Close-up photograph of two sharpened grey pencils lying at a slant on a yellow background. Image credit: Joanna Kosinska/Unsplash
Image credit: Joanna Kosinska/Unsplash
  • “First, we should recognize a couple of truths: 1. There is no reliable detection of text produced by a large language model. Policing this stuff through technology is a fool’s errand. And 2. While there is much that should be done in terms of assignment design to mitigate the potential misuse of LLMs, it is impossible to GPT-proof an assignment….This means that the primary focus—as I’ve been saying since I first saw an earlier version of GPT at work—needs to be on how we assess and respond to student writing.” An article at Inside Higher Education by writing teacher John Warner investigates how the advent of GPT in the classroom can actually spur a re-evaluation of how we teach writing – and what we expect students to get out of it.
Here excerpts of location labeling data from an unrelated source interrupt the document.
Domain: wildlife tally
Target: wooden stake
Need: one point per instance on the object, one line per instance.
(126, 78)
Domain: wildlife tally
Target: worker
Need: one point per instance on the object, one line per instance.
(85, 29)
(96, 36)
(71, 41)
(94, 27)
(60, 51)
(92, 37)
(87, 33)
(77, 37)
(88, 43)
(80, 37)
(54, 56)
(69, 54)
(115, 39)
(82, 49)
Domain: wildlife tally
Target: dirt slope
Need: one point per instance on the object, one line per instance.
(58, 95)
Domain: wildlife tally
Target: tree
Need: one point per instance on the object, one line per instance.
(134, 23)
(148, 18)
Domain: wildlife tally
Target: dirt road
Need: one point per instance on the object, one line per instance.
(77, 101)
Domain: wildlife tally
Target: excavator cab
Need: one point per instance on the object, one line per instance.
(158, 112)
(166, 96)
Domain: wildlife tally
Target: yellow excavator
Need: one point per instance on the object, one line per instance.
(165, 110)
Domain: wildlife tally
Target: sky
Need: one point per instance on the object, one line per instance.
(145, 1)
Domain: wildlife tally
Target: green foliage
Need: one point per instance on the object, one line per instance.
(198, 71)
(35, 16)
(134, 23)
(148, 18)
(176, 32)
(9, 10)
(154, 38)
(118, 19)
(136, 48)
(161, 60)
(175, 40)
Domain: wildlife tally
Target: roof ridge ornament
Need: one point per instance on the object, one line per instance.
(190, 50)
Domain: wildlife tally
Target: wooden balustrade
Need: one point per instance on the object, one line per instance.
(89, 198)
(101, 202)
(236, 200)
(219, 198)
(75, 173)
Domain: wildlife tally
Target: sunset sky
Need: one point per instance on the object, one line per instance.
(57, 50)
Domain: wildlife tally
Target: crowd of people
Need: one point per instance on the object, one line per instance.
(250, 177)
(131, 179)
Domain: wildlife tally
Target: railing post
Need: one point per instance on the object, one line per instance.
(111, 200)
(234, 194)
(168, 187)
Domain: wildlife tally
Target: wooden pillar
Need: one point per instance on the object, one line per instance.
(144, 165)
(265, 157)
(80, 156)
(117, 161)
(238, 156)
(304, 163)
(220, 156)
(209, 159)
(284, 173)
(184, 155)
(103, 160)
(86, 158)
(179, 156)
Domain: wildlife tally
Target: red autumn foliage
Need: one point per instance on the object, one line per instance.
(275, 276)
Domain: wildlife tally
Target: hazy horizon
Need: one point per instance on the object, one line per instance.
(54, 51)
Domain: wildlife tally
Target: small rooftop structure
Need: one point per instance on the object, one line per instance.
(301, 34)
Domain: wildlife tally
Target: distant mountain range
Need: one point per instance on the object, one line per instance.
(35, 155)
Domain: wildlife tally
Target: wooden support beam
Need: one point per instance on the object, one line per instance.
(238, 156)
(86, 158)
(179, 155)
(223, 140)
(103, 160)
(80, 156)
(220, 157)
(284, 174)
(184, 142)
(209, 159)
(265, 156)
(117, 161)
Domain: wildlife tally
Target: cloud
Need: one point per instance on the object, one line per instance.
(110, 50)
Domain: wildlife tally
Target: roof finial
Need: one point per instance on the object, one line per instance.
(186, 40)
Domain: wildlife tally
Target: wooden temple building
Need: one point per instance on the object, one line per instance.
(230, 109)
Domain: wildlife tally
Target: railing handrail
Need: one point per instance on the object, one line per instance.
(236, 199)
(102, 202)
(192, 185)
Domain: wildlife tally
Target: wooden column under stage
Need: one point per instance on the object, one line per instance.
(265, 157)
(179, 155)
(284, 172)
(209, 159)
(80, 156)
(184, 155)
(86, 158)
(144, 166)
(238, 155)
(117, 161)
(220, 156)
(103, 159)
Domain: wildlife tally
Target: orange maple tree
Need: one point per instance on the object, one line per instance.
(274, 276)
  • “So, a suggestion for those opposing the anti-racist moves in science: How about doing exactly what scientists are supposedly trained to do? Acknowledge the existing data and analyses, collect more data, run new analyses, and then see how to reframe questions and practices given more refined understandings of the dynamics of systems.” A viewpoint article published in Science by Augustin Fuentes challenges the scientific community on its collective response to systemic racism.
  • “In our research, we found that reporting mechanisms on social media platforms are often profoundly confusing, time-consuming, frustrating, and disappointing. Users frequently do not understand how reporting actually works, including where they are in the process, what to expect after they submit a report, and who will see their report. Additionally, users often do not know if, or why, a decision has been reached regarding their report.” A recent report by advocacy organization PEN America examines the effectiveness of mechanisms put in place by major social media platforms to report and counter abuse and harassment.
  • “One area in need of regulation is the potential for neurotechnologies to be used for profiling individuals and the Orwellian idea of manipulating people’s thoughts and behaviour. Mass-market brain-monitoring devices would be a powerful addition to a digital world in which corporate and political actors already use personal data for political or commercial gain, says Nita Farahany, an ethicist at Duke University in Durham, North Carolina, who attended the meeting.” A news article at Nature by Liam Drew collects some expert perspectives on the emerging field neuroprivacy in the face of brain scanning technologies that are theoretically capable of interpreting or influencing a person’s thoughts.